Iris and the giant review
At first glance, the game is more like another indie bagel with a small budget that flooded the vastness of Steam last year. Her graphics do not shine with highly detailed models and wow animations, and the gameplay consists of sequential passing levels without any frills. But as you get acquainted with the world and the gameplay features of this gorgeous game, it begins to open from unexpected sides, noticeably distinguishing it from other similar projects.
The outline of events is revealed here in the form of small videos that we watch between levels or receive as a reward for mining stones of memories. With one of these videos, the game begins.
In the introductory video, we get acquainted with the schoolgirl Iris and her fears. The girl is clearly experiencing some kind of moral trauma, which spoils her relationship with her father. Despite this, she continues to go to school …
… where she is also harassed by classmates, who consider her strange and unsociable. This combination ends tragically — Iris loses consciousness during a swimming lesson, with which, in fact, the main part of the game begins.
In the course of the game, we have to go on a journey into the world of the subconscious Iris and help her defeat her demons. In the process, the girl’s main problem is clarified — one day, by no means, she stopped talking.
To reach the catharsis and the ending of the game, we need to go through the labyrinths of the subconscious and get to its top, where the capital Giant sits, from whose tears demons appear (and, accordingly, most of the problems of Iris).
To get deeper into her subconscious, Iris must get to the exit from each of the levels. To do this, she needs to literally cut a road through the hordes of monsters.
A bag with cards will help her in this, each of which has its own peculiarity. So, the Sword card can be played several times per turn, the ax hits all the mobs in the front row, any enemy, not just the neighboring one, can be shot from a bow, and different types of magic cards have very interesting effects such as burning all enemies in a row or simultaneously strike all monsters of the same kind.
Some mobs die the first time, some are protected by armor, and some are completely immune to certain types of damage. When Iris ends, the demons beat her, taking off her will points. When the will ends, the passage ends. The buns that we get for the next race depend on the level achieved.

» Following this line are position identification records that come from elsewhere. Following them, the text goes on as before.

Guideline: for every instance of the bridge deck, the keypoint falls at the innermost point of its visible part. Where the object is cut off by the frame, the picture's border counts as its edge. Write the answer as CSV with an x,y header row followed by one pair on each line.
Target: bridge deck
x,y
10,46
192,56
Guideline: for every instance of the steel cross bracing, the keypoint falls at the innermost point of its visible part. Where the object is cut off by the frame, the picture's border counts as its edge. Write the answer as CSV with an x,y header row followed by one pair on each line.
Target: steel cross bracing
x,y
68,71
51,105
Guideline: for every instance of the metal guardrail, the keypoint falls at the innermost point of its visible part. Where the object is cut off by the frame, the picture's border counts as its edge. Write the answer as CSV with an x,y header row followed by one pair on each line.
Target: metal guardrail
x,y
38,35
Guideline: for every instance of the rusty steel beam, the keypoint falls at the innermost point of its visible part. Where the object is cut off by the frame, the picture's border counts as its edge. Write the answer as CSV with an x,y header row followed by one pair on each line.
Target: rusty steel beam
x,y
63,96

For killing mobs, Iris receives stars, having accumulated which can increase his level and pump one of the skills.
To make Iris a little stronger will help passive abilities obtained for killing scattered across certain levels of boss demons.
True, you still need to be able to defeat the boss — each of them is unique and requires special tactics of passing. Sometimes a pop-up description will help to suggest the right tactics, but there are never direct instructions there.

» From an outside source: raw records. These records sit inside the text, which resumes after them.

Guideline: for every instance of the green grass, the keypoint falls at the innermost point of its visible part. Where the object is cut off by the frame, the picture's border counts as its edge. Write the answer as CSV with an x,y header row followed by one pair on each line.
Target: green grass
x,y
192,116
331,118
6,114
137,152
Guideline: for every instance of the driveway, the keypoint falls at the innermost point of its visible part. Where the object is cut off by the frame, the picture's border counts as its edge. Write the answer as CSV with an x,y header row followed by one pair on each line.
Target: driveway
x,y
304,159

The supply of cards is replenished in chests that are scattered across the levels between demons and stones. Choosing the right set, you need to consider your passives and talents, as well as demons at the level. In subsequent walkthroughs, the choice of which particular bosses and mobs await you further will greatly help when choosing.
For example, in a battle with Hydra, Ax, Fire and other cards that hit by area are very useful — it can be tiring to uproot each of the goals.
Cards and skills at the end of the race are discarded, Iris needs to be pumped on a global level with the help of memories (each of them gives 1 point of ability) and imaginary friends.
By the way, the theft of cards is implemented simply gorgeous — not only is the stolen card very logical (swords from the swordsmen, bows from archers, tears from the skeletons of whiners), so some mobs also know how to steal cards from our protagonist. It is advisable to kill such villains in the first place or not to let them get closer to Iris for as long as possible.
It seems that everything looks very simple, but in fact, choosing the right tactics for passing the entire game will not work right away. At the same time, the selected abilities and the resulting passives greatly diversify the tactics, so that the same levels can be completed in different ways. Everything spoils only the penultimate level, at which almost all cards, except four (of which 2 are shields and healers) become ineffective.
Iris and the Giant is not just another bagel with primitive graphics and hardcore game mechanics. This is a real work of art, which tells both the sentimental and realistic story of a girl whose problems are very close to many real people. And most importantly, such a powerful philosophical subtext not only does not go against the gameplay, but on the contrary, perfectly complements it.